El ser humano desde los primeros años de su vida adquiere la habilidad
para comunicarse y todo lo que esto implica: el mejor momento de
hablar, cuándo debe callar, con quién hablar, con quién no… esta comunicación, y saber cómo usarla, ha posibilitado la construcción de las sociedades. Es evidente que sin lenguaje y sin la comunicación no hubiera podido darse la sociedad humana, el lenguaje es fundamental en las relaciones humanas y en cualquier otra especie en la tierra. Incluso, podríamos pensar que el lenguaje complejo propio de ser humano constituye realidades y visiones del mundo.
Para cada generación humana el lenguaje y la habilidad para comunicar
han sido parte del constructo social. La influencia de esto en la vida humana es innegable. El poder comunicarnos nos representa y nos orienta…, constituye patrones y los reafirma. El ser humano se muestra y se cambia a sí mismo.
La habilidad para comunicar expresa la esencia humana, esa identidad
general de la propia vida, el sentimiento, la emoción, la razón. El hombre, desesperadamente, intenta entender y que lo entiendan; en esa eterna obsesión del hombre de apoderarse del sentido, reflexiona en base a una ilusión que se manifiesta como propulsor de cambio.
El hombre aprovecha cada sentido para expresar cualquier sensación,
sentimiento, o argumento, no escatima, unificando los sentidos y las artes para conmocionar y remembrar el error, para que estos permanezca en las mentes pero no en las acciones. El lenguaje reafirma la trascendencia y el ciclo: persistir eternamente, constituir nuevos algoritmos. Hay que leer un libro, o ver cine, ver esa pantalla superflua que muestra sustancias con la intención de hacer este mundo algo mejor. El lenguaje siempre, evidentemente, quiere cambiar los ciclos, cambiar el mundo.
El lenguaje y la comunicación intentan cambiar para trascender, para
entenderse, no hay comunicación sin reflexión, sin que el hombre se piense a sí mismo. Es una reflexión aunada de los sentidos, lo que lo hace completo, integro. Y aunque usualmente se hable solo de la visión y el oído, la comunicación también implica aromas, sabores y olores. La reflexión se alía con quien expresa y a quien se le es expresado algo empatizando estrechamente por medio de cada sentido.
El lenguaje y el comunicar son un truco y una magia. Como un
ilusionista, comunicar es una mentira hecha realidad, una creación. Tal mentira (o creación) irrumpe en nuestra segunda gran obsesión: ser Dios. El lenguaje crea a partir de mentiras.

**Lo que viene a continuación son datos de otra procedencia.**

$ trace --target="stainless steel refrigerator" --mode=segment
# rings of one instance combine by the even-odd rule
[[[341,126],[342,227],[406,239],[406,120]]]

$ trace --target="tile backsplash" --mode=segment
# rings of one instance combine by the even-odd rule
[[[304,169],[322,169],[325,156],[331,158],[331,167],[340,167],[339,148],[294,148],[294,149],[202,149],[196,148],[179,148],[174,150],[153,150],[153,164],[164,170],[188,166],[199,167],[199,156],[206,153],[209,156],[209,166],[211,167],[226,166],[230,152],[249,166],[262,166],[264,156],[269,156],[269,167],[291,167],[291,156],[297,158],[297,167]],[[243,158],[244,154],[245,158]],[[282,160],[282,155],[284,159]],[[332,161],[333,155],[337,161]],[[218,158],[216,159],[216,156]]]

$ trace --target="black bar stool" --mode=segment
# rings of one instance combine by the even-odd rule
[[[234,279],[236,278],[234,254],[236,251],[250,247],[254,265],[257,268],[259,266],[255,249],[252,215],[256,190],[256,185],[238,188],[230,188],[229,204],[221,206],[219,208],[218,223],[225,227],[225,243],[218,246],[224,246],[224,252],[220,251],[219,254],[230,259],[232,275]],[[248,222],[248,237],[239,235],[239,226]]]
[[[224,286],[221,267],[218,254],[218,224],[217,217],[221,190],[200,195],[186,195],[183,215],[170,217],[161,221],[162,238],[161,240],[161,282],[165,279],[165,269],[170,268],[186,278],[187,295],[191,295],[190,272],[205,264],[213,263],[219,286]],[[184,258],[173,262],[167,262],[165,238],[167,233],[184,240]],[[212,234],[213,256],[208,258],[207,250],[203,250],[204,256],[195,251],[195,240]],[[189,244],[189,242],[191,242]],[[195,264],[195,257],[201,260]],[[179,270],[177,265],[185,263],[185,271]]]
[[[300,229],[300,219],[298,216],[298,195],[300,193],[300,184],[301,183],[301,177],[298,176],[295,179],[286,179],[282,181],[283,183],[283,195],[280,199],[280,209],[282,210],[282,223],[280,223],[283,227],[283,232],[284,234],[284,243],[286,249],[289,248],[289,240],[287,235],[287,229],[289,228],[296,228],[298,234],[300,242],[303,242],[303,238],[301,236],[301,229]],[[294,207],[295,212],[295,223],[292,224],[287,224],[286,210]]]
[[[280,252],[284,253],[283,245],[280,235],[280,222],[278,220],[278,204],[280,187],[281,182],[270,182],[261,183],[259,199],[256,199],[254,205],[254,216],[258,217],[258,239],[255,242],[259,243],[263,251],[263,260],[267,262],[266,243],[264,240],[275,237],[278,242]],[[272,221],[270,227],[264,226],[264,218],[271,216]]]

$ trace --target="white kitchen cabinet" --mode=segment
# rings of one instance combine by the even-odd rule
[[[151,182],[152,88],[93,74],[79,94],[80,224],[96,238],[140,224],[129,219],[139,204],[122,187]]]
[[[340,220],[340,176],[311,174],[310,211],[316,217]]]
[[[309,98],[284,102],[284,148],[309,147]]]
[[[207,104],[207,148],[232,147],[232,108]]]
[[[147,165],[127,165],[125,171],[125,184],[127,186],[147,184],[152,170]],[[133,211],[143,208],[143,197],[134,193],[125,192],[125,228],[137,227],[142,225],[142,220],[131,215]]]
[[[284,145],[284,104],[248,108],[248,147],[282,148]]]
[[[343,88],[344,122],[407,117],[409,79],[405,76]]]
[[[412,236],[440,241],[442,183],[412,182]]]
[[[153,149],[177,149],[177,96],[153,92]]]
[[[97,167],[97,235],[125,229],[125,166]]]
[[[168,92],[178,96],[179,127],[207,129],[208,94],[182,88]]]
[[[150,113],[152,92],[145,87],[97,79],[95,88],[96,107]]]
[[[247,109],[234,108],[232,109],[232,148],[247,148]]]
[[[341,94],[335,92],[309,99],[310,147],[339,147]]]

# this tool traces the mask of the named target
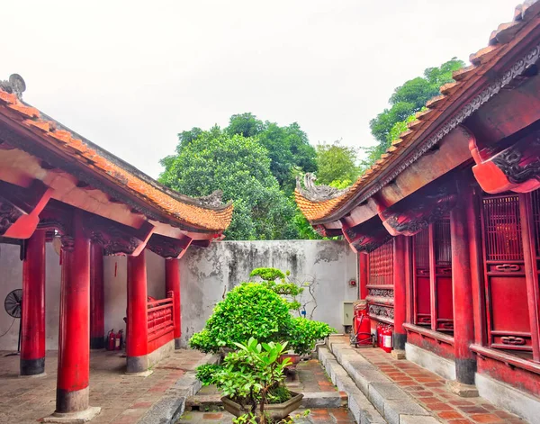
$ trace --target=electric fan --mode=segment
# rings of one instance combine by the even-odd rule
[[[7,296],[5,296],[5,301],[4,301],[4,307],[10,317],[19,319],[19,342],[17,343],[17,353],[8,354],[6,356],[11,355],[19,355],[19,352],[21,352],[21,314],[22,313],[22,289],[15,289],[8,293]]]

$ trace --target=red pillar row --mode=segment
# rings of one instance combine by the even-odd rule
[[[90,348],[105,347],[105,314],[104,283],[104,248],[92,243],[90,247]]]
[[[145,251],[128,257],[128,323],[126,336],[127,372],[147,371],[148,294]]]
[[[90,374],[90,241],[76,217],[75,238],[62,239],[57,413],[88,408]]]
[[[368,282],[368,269],[367,269],[367,254],[358,254],[358,285],[360,286],[360,299],[365,299],[368,294],[367,282]]]
[[[393,252],[393,281],[394,281],[394,334],[393,347],[396,350],[405,350],[407,333],[403,328],[406,314],[407,281],[405,273],[406,239],[405,236],[394,238]]]
[[[21,375],[45,372],[45,230],[26,242],[22,263]]]
[[[473,208],[472,189],[466,186],[461,200],[450,212],[452,243],[452,289],[454,298],[454,349],[456,380],[474,384],[476,358],[469,348],[474,342],[472,278],[467,215]]]
[[[173,292],[174,319],[175,319],[175,348],[180,348],[182,336],[182,306],[180,303],[180,259],[166,259],[165,261],[165,290]]]

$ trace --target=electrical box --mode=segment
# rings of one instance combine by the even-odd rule
[[[354,301],[343,302],[343,315],[342,315],[342,320],[343,320],[342,324],[343,325],[348,325],[348,326],[353,325],[353,317],[355,316],[354,304],[355,304]]]

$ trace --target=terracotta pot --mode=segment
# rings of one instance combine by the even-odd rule
[[[296,354],[284,354],[281,356],[279,356],[279,362],[280,364],[282,362],[284,362],[284,360],[285,360],[286,358],[291,359],[291,365],[295,365],[296,364],[298,364],[300,362],[300,355],[296,355]]]
[[[283,403],[265,405],[265,410],[270,419],[279,421],[287,417],[293,410],[296,410],[298,408],[300,408],[303,394],[291,392],[291,395],[292,397]],[[221,401],[223,402],[225,410],[231,413],[235,417],[239,417],[245,413],[244,410],[242,410],[242,407],[238,403],[231,401],[229,396],[223,396],[221,398]]]

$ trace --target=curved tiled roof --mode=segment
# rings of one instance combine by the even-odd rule
[[[78,162],[104,176],[119,190],[125,189],[144,203],[158,209],[172,221],[208,231],[221,232],[230,223],[231,203],[215,204],[208,198],[192,198],[170,190],[76,133],[67,130],[14,93],[0,86],[0,114],[59,149]],[[8,90],[9,91],[9,90]]]
[[[478,85],[485,82],[482,81],[482,77],[486,73],[490,70],[500,72],[500,69],[496,68],[499,60],[507,55],[519,41],[540,26],[539,14],[540,0],[527,0],[518,5],[513,21],[501,23],[497,30],[491,32],[488,46],[470,56],[471,66],[454,73],[454,81],[441,86],[441,95],[427,103],[427,110],[416,114],[416,120],[407,124],[409,130],[402,132],[398,140],[392,141],[392,146],[381,156],[381,158],[367,169],[349,187],[347,192],[337,198],[312,201],[296,190],[294,192],[296,203],[306,218],[311,223],[336,221],[338,218],[338,215],[342,212],[343,213],[348,212],[344,212],[344,210],[350,206],[352,202],[356,203],[364,202],[395,178],[400,172],[399,168],[404,161],[412,162],[421,156],[423,152],[418,151],[420,143],[431,141],[431,146],[433,146],[439,141],[448,132],[443,124],[448,123],[452,120],[457,122],[460,118],[457,116],[459,114],[457,108],[470,101],[471,95],[478,92]],[[536,50],[538,50],[538,46],[536,46]],[[512,74],[512,77],[514,77],[515,75]],[[493,90],[498,91],[500,86],[499,85]],[[490,95],[492,94],[490,93]],[[480,98],[479,104],[472,104],[471,106],[473,108],[472,112],[488,98]],[[461,121],[457,122],[457,123],[460,122]],[[428,140],[428,138],[429,140]],[[411,158],[411,156],[416,156],[416,158]],[[389,172],[392,171],[394,174],[389,176]]]

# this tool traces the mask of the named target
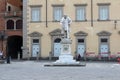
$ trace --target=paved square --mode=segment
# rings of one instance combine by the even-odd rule
[[[120,64],[87,62],[85,67],[44,67],[50,62],[0,64],[0,80],[120,80]]]

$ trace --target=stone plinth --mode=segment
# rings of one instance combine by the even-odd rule
[[[61,54],[59,59],[54,64],[79,64],[71,55],[71,39],[64,38],[61,41]]]

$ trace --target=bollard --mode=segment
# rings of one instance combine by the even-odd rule
[[[37,57],[36,57],[36,60],[39,60],[39,53],[37,52]]]
[[[118,63],[120,64],[120,57],[117,58]]]
[[[18,60],[20,60],[20,52],[18,52]]]
[[[52,60],[52,52],[49,53],[49,60]]]
[[[11,57],[7,56],[7,64],[10,64]]]

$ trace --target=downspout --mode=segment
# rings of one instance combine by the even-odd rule
[[[91,0],[91,26],[93,27],[93,0]]]
[[[48,27],[48,19],[47,19],[47,6],[48,5],[48,0],[46,0],[46,27]]]

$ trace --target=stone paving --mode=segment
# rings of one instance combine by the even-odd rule
[[[44,67],[45,61],[0,64],[0,80],[120,80],[120,64],[87,62],[85,67]]]

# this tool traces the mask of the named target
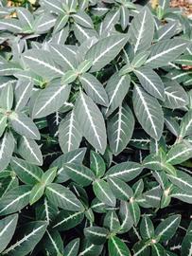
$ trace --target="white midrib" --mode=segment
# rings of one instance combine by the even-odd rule
[[[147,114],[148,114],[148,119],[149,119],[149,120],[150,120],[150,123],[151,123],[151,126],[152,126],[152,130],[154,131],[155,136],[157,136],[156,127],[155,127],[155,124],[154,124],[154,122],[153,122],[152,116],[150,115],[150,112],[149,112],[148,103],[146,102],[146,101],[145,101],[145,99],[144,99],[144,97],[143,97],[143,95],[142,95],[142,93],[141,93],[139,87],[138,87],[138,86],[135,86],[135,88],[136,88],[137,93],[139,94],[139,97],[140,97],[140,99],[141,99],[141,101],[142,101],[142,103],[143,103],[143,105],[144,105],[144,108],[145,108],[145,110],[146,110],[146,112],[147,112]]]
[[[100,58],[102,58],[103,56],[105,56],[106,53],[108,53],[108,51],[110,51],[111,49],[113,49],[113,47],[115,47],[116,46],[118,46],[122,41],[125,40],[124,38],[121,38],[119,41],[117,41],[116,43],[114,43],[113,45],[112,45],[110,47],[108,47],[106,50],[104,50],[103,52],[101,52],[93,62],[93,65],[96,64]]]
[[[141,23],[141,28],[139,30],[138,38],[137,38],[137,41],[136,41],[136,44],[135,44],[135,46],[134,46],[134,53],[137,51],[140,41],[141,41],[142,36],[143,36],[146,14],[147,14],[147,11],[145,10],[143,20],[142,20],[142,23]]]
[[[101,141],[100,141],[100,138],[99,138],[99,135],[97,134],[97,131],[96,129],[96,125],[95,125],[94,120],[92,119],[92,115],[91,115],[90,110],[89,110],[89,108],[88,108],[88,106],[86,104],[86,101],[85,101],[85,99],[84,99],[82,93],[80,94],[80,98],[81,98],[81,101],[82,101],[82,104],[83,104],[83,106],[85,108],[85,112],[86,112],[86,114],[88,116],[89,121],[91,123],[91,127],[94,130],[94,134],[95,134],[95,136],[96,137],[96,140],[97,140],[97,142],[99,144],[99,147],[102,149],[102,144],[101,144]]]
[[[185,45],[186,45],[186,43],[183,43],[183,44],[181,44],[181,45],[178,45],[178,46],[173,46],[172,48],[169,48],[169,49],[167,49],[167,50],[162,51],[162,52],[160,52],[160,53],[158,53],[158,54],[156,54],[156,55],[150,57],[149,59],[148,59],[147,62],[146,62],[146,64],[151,63],[152,61],[158,59],[159,57],[162,57],[162,56],[164,56],[165,54],[167,54],[167,53],[169,53],[170,51],[175,50],[175,49],[177,49],[177,48],[179,48],[179,47],[181,47],[181,46],[185,46]]]

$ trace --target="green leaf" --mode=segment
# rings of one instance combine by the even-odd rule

El lenguaje nos hace creadores de nosotros mismos en conjunto, pues
Dios no puede ser más que imaginarios de un grupo, que se relacionan. El lenguaje nos hace divinos porque concebimos la ilusión trascendente de varias mentes.
Comunicarse es el arte de las apariencias y las fantasías, por ello, es
capaz de decirnos cómo la realidad misma se constituye como una construcción ideológica, social o simbólica. En este sentido, la ficción del lenguaje es más real que la realidad misma. Para entender el mundo de hoy necesitamos del lenguaje; en él encontramos esa dimensión crucial, que advierte que no estamos listos para confrontar en nuestra propia realidad.
Si todo es mentira, si hay mentiras aceptadas por todos para no
volvernos locos, mentiras aceptadas por todos para que no se permita a nadie acercarse a la locura. Mentiras que aseguran la permanencia de un orden, mentiras que nos acarician a diario, y la mentira de cada uno que es cada mundo personal, individual, cada uno desde su máscara; si todo es mentira, todo puede ser verdad. Crear verdades desde la mentira habitual, eso permite la comunicación, crear ideas porque dice, argumenta, expone, o como mínimo plantea una cuestión desde la mentira, es decir desde una narración inventada, desde la ficción. Pero es una mentira porque, desde luego, hemos partido de la nada. Ya cuando los seres empezaron a comunicar empezaron a crear.